Cecilia Marinelli racconta la sua monografia…

Dantebus, grazie perché avete aperto la porta di un sogno per tanti artisti. È notte fonda e la TV è accesa, in sottofondo, con Gigi Marzullo, alla trasmissione “Sottovoce” perché, quando posso, e mi sento, la seguo per imparare la vita dagli ospiti che vengono coinvolti. Mi piace essere attenta a quanto accade nel mondo e, diventare ogni giorno una persona migliore, capace di donare amore e bellezza. Ecco perché ho scelto di pubblicare una mia personale raccolta di testi.

Il titolo dell’opera l’ho scelto lasciandomi ispirare
Dalla preghiera
Dalla vita
Dalla storia personale
Mettendo
Sempre insieme
I pezzi del puzzle
Per
Stupirmi
Davanti all’immagine.

Ritengo che la copertina scelta, da chi cura la grafica, sia sempre quello che passa nella mia anima come se, in quel momento, fossi io lì, a disegnarla, con i colori della vita, nell’intento del Libro… Quale gioia vedere quella immagine che parla, di quanto scelto, con attenta cura quando decido di condividere la mia raccolta, scritta al momento, dopo aver parlato, con chi ha attentamente scoperto il mio talento. Decido di aderire al progetto proposto e mi metto al lavoro capitando la vita, nel suo trascorrere.
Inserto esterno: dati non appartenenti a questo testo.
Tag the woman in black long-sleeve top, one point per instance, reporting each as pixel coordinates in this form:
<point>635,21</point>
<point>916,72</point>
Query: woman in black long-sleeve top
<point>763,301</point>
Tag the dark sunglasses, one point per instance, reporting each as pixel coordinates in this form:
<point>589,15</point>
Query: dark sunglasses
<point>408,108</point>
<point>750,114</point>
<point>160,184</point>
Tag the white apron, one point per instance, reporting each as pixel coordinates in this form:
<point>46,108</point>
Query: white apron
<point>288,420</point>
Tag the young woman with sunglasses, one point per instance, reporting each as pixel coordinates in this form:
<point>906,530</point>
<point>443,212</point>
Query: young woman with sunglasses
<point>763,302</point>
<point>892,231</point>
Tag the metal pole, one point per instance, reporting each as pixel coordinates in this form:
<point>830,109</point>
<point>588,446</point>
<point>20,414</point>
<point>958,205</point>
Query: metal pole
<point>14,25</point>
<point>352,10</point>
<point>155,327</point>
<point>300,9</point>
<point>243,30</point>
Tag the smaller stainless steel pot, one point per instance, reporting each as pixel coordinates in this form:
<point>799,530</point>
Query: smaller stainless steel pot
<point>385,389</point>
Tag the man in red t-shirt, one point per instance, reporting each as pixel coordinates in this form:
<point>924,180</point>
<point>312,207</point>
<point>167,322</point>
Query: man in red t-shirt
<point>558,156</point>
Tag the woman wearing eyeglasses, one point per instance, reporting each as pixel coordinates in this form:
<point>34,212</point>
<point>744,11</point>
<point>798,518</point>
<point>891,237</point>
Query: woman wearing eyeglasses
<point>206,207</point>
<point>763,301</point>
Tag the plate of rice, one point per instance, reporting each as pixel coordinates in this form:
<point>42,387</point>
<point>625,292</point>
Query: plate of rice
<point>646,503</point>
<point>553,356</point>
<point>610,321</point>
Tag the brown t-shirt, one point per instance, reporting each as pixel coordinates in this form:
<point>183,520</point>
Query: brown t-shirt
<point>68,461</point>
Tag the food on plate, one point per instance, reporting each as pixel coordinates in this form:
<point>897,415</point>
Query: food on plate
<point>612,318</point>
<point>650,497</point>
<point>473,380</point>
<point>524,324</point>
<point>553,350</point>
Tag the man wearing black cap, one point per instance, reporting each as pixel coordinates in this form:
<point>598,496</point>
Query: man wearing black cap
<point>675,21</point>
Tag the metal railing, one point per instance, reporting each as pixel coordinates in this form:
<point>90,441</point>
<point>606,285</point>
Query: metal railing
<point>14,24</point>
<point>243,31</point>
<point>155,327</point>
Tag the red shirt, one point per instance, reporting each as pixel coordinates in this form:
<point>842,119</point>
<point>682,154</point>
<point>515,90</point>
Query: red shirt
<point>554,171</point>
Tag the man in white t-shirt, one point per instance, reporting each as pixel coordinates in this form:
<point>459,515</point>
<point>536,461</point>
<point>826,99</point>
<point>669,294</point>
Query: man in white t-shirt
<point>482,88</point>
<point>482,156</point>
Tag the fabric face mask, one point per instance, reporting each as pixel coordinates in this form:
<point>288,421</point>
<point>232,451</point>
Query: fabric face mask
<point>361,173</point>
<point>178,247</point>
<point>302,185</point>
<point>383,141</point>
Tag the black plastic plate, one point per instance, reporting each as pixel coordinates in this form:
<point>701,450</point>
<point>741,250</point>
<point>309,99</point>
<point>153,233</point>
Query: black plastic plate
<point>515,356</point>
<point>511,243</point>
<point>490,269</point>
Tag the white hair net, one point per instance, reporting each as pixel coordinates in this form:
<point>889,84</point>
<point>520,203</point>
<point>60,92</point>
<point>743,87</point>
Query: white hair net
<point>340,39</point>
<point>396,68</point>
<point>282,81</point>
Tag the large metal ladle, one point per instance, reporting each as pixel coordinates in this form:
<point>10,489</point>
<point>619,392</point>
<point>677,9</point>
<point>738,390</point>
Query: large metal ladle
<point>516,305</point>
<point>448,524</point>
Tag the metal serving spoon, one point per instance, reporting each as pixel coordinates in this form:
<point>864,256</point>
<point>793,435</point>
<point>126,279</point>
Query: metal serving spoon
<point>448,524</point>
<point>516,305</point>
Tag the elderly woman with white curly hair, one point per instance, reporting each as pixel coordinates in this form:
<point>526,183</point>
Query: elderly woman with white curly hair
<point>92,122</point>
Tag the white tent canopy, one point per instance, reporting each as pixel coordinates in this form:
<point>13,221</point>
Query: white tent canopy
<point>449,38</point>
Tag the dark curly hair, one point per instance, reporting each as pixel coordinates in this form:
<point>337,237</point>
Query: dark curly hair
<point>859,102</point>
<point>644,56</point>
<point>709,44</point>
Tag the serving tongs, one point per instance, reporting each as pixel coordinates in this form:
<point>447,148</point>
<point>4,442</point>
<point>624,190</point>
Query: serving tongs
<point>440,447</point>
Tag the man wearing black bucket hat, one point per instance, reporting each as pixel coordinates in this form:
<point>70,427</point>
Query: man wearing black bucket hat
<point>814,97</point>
Cari lettori, voi siete importantissimi per me e mi piacerebbe lasciare in voi… una bella emozione… magari quella da me provata. Mentre scrivo affinché ognuno possa poi decidere di buttarsi nella bellezza della vita… chissà che un giorno qualcuno mi dica “tu mi hai ispirato”. Come io sono stata ispirata sin da bambina leggendo Cuore, Il piccolo Principe, La Divina Commedia… Io amo leggere di tutto perché, prima di scrivere si deve leggere per riempire la tua anima, per allargare gli orizzonti. Lasciati interrogare dalla bellezza che trovi cibandoti di arte. Dobbiamo essere per donare essenza. Se vuoi essere essenza non puoi fare altro che mettere a nudo la tua anima e condividerla con il mondo, per essere una matita di Dio come diceva Madre Teresa di Calcutta. Noi siamo al mondo per seminare poi, sarà Dio a far crescere i frutti, dove e come vuole. Io scrivo con la mia vita per andare a vivere.